Höhere Gehälter und bessere Arbeitsbedingungen Ryanair-Piloten in Deutschland stimmen für Streik

In der Ferienzeit könnte es bei Ryanair zu weiteren Streiks kommen: Die in Deutschland beschäftigten Piloten des Billigfliegers drohen damit, ihre Arbeit niederzulegen.

Ryanair-Maschine
REUTERS

Ryanair-Maschine


Passagiere des Billigfliegers Ryanair müssen mit weiteren Streiks in diesem Sommer rechnen. Bei einer Urabstimmung stimmten die in Deutschland stationierten Piloten zu 96 Prozent für einen Arbeitskampf, teilte die Gewerkschaft Vereinigung Cockpit (VC) in Frankfurt mit. Es geht um höhere Gehälter und bessere Arbeitsbedingungen bei Europas größtem Billigflieger.

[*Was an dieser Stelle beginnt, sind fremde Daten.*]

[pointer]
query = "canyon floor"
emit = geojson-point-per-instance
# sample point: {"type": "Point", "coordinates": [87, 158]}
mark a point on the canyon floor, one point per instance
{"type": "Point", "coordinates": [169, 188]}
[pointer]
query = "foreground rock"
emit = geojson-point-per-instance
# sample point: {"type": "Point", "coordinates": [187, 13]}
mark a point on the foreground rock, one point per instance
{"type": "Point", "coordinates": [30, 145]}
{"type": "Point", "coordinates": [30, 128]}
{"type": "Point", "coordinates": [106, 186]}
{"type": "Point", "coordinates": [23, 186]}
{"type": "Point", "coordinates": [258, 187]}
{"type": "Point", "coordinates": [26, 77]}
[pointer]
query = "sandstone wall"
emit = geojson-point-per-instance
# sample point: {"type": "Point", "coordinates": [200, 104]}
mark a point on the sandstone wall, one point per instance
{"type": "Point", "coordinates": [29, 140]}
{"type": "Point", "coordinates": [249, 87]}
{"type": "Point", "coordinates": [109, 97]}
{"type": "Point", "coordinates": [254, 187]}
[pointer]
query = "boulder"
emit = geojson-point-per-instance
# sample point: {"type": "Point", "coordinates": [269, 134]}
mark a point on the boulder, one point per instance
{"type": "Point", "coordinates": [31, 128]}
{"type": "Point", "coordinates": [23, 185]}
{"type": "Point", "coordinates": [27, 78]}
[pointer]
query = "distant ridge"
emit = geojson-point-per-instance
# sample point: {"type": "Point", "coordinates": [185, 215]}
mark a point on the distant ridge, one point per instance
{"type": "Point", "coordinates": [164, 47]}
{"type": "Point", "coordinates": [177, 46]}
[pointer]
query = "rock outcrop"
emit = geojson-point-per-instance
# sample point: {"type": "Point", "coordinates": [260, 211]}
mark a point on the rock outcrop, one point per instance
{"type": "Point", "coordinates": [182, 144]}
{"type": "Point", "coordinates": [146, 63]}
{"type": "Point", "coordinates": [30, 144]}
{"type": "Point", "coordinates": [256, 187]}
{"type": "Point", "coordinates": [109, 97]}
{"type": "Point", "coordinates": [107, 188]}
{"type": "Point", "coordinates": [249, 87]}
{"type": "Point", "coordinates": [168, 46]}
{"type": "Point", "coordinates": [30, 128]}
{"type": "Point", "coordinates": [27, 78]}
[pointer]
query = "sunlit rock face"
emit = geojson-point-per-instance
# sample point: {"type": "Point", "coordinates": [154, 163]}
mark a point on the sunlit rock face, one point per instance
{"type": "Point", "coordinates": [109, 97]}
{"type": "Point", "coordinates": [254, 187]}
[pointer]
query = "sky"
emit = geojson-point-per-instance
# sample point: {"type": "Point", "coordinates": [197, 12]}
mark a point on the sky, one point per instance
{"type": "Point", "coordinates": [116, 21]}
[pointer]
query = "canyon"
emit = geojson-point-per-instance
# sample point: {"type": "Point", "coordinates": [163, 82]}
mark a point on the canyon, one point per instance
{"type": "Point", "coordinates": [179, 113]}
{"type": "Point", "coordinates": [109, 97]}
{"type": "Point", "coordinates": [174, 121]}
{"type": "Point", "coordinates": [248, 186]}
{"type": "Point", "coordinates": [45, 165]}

Ein genauer Termin für einen ersten Streik wurde zunächst nicht mitgeteilt. Die VC will die einzelne Aktionen jeweils 24 Stunden vorher ankündigen. Dem Unternehmen setzte sie eine Frist bis zum 6. August, um ein "verhandlungsfähiges Angebot" vorzulegen. Am 8. August will die Gewerkschaft ihr weiteres Vorgehen öffentlich erläutern.

VC-Tarifexperte Ingolf Schumacher sagte: "Wenn nun auch das Signal der Urabstimmung nicht ernst genommen wird, sind Streiks - wie auch in anderen europäischen Ländern - unvermeidlich."

Das Unternehmen teilte mit, die VC zu einem weiteren Treffen eingeladen zu haben, um über die nächsten Schritte für den Abschluss eines Tarifvertrags zu sprechen.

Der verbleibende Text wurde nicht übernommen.